Die Landesregierung Nordrhein-Westfalens setzt zum Wintersemester 2018 eine Vereinbarung des Koalitionsvertrages um und führt die Landarztquote ein. Hiermit soll die hausärztliche Versorgung insbesondere in ländlichen Gebieten gestärkt werden. Der BDI kritisiert in einem Rundschreiben, dass die Aktion eher an Aktionismus denn an Versorgungsverbesserung erinnere.

„Die Regelung greift zu kurz, weil der Begriff Landarztquote sich einzig und allein auf die Allgemeinmedizin bezieht“, urteilt daher Dr.
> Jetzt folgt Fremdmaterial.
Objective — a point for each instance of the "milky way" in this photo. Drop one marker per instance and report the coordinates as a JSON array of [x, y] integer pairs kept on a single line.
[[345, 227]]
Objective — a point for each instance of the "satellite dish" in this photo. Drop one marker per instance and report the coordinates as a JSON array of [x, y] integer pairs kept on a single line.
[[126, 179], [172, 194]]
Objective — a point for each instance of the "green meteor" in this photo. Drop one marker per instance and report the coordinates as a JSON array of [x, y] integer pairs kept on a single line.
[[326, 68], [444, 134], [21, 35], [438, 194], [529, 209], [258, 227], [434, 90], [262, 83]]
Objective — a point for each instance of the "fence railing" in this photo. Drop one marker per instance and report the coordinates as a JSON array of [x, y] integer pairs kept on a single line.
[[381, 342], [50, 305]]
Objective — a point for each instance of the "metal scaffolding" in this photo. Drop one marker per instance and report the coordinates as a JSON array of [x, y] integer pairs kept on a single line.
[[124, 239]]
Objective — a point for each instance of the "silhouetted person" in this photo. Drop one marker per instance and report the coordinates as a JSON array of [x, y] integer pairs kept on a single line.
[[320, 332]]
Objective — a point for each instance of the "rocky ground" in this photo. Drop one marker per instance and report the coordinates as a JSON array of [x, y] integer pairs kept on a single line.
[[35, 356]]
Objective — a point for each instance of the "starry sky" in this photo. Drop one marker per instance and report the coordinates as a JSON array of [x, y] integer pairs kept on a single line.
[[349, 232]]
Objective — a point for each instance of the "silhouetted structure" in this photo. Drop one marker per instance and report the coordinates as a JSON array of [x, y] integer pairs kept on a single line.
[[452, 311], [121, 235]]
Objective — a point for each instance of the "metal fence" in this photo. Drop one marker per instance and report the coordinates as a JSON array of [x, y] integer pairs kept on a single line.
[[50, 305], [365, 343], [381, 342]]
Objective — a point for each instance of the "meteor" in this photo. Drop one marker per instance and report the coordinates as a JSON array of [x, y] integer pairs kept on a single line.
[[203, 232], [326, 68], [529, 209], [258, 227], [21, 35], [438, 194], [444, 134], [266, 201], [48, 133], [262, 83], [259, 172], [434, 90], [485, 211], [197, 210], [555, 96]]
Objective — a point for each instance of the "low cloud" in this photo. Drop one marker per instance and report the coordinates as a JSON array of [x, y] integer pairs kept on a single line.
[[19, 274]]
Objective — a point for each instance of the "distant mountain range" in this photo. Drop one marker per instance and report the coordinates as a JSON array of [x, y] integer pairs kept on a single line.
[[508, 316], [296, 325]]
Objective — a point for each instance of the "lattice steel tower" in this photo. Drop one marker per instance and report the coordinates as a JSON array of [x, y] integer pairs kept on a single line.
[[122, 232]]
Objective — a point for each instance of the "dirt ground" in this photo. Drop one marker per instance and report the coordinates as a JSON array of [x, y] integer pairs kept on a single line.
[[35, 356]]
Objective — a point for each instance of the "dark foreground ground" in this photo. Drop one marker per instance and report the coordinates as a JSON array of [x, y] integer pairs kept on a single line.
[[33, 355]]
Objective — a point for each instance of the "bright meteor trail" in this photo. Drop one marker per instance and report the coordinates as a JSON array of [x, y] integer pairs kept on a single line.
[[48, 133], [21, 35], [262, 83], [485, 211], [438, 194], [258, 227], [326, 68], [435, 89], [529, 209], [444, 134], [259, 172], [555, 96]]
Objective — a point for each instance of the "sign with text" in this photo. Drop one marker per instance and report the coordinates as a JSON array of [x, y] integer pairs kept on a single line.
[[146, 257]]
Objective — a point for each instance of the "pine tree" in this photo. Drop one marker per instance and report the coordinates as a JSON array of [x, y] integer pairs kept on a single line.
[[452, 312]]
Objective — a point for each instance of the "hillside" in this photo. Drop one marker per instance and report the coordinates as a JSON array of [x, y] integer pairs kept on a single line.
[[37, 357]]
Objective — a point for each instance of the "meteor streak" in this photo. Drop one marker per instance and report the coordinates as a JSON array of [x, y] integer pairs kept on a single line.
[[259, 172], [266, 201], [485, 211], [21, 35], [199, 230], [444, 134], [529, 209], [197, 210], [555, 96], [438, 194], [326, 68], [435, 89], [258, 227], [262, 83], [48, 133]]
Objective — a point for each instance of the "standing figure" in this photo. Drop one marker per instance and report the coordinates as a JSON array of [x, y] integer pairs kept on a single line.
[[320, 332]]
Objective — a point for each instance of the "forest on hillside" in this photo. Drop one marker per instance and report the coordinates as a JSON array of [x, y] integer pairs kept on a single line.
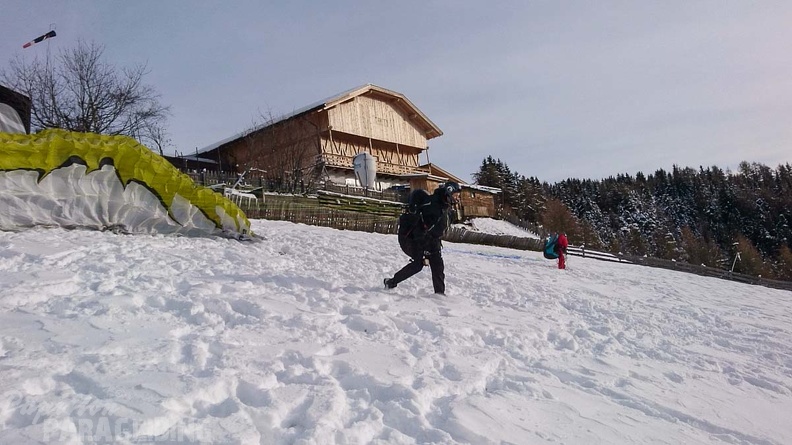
[[700, 216]]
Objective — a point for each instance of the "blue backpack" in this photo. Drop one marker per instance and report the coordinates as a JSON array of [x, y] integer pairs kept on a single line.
[[549, 251]]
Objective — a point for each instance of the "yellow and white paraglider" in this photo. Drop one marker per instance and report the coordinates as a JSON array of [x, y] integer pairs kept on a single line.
[[85, 180]]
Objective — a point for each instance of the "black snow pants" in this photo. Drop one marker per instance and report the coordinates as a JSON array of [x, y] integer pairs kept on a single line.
[[435, 257]]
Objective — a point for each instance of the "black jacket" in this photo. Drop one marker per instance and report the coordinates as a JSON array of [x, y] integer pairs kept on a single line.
[[421, 232]]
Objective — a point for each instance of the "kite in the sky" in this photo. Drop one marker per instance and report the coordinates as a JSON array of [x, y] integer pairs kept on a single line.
[[39, 39]]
Hans-Friedrich Spies, Präsident des Berufsverbandes Deutscher Internisten (BDI). Es werde verkannt, dass die hausärztliche Versorgung nicht nur von der Allgemeinmedizin, sondern zu einem wesentlichen Teil  auch von hausärztlich tätigen Fachärzten für Innere Medizin sowie Kinder- und Jugendärzten sichergestellt werde. Stattdessen fordert Tilo Radau, Geschäftsführer des BDI zusätzliche Studienplätze als Lösungsansatz.